Q. Do you believe, Mr. Sauter, that your company did hire a substantial number of your production and administrative and sales personnel from the plaintiff?
(Testimony of Richard Sauter, April 19, 1973, at pages 1161-62)
Thus, the jury was presented with substantial evidence from which it could and did find that the defendants were motivated by a desire to destroy plaintiff's business. The clandestine nature of defendants' approach to plaintiff's employees and defendants' failure to make any real effort to obtain employees elsewhere is further evidence on this point.

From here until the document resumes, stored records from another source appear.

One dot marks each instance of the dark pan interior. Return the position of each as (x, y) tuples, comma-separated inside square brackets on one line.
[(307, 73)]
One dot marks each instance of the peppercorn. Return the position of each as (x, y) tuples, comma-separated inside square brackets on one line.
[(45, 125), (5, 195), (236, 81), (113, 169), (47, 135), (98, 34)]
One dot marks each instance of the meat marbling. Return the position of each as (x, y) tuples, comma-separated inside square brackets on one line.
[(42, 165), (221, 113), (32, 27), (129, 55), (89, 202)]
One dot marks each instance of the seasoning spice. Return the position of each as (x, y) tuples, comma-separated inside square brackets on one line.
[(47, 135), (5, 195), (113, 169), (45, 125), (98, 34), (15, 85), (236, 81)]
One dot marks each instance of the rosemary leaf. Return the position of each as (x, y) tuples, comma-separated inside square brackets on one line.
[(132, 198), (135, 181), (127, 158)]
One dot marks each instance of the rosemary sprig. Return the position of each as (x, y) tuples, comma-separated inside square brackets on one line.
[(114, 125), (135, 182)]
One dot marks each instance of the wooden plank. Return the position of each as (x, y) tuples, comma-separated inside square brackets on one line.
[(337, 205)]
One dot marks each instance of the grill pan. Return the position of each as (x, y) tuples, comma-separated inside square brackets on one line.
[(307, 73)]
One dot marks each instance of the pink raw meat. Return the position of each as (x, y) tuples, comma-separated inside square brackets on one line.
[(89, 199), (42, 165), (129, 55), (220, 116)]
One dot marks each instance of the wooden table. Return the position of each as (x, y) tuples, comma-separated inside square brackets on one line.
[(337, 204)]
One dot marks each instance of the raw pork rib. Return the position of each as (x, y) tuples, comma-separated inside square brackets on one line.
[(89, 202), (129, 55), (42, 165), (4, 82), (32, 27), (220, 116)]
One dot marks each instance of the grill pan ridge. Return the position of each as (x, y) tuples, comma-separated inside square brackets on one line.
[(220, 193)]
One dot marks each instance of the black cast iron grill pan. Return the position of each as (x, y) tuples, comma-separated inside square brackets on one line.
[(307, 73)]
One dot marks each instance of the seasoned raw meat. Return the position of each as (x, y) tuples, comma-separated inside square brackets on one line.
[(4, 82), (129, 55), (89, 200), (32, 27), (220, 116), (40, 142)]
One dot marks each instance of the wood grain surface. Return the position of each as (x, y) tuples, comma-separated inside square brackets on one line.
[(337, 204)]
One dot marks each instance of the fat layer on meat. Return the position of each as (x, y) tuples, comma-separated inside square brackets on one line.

Finally, there was substantial evidence from which the jury could and did find that a conspiracy existed. The agreement or understanding of defendants to obtain a substantial number of plaintiff's employees was admitted, as were the taking and use of plaintiff's confidential information. Further, there was extensive additional evidence of the conspiracy, both direct and circumstantial. As but one example, Arnold Kleinfeld, one of plaintiff's most important former customers, testified that he told Richard Sauter after he left plaintiff that he, Kleinfeld, could do no work for the defendants so long as he remained plaintiff's commission broker. Immediately thereafter, John Park, who was still president of plaintiff, fired Arnold Kleinfeld, and Mr. Kleinfeld promptly went over to the defendant, Richard S. Sauter Co., gave it all or most of the business he had previously given plaintiff, and was one of defendant's largest customers. Shortly thereafter, John Park resigned his position with plaintiff and himself joined the defendants.
There is a preponderance of evidence in this record upon which the jury could base its finding of an antitrust violation by defendants. Starting with the stated intention to ruin John DePaul, the testimony, when viewed in a light most favorable to the plaintiff, supports the jury's finding of an intent to injure the plaintiff as a competitor by impairing plaintiff's ability to compete in interstate commerce.
The evidence presented by the plaintiff was such that the jury could find that the defendants engaged in a clandestine plan to obtain all of the plaintiff's key employees. There is evidence of five separate solicitations of Mr. Spector, and in the case of some employees, all of the defendants were involved in the solicitation of one individual. The result was almost a complete exodus of plaintiff's key employees.
There was evidence from which the jury could find that the defendants adopted a confusingly similar name and compounded the confusion by stressing the name "Sauter", copied plaintiff's job orders and related documents and used these documents to try to take business away from plaintiff, and almost completely relied on plaintiff's customers as a source of business. Each of these items constitutes unfair competition, and there was ample evidence from which the jury could find that each was done pursuant to an agreement, combination, or understanding among the defendants with the intent to injure plaintiff. In the aggregate, these acts clearly warrant the jury's finding of a violation of Section 1 of the Sherman Act.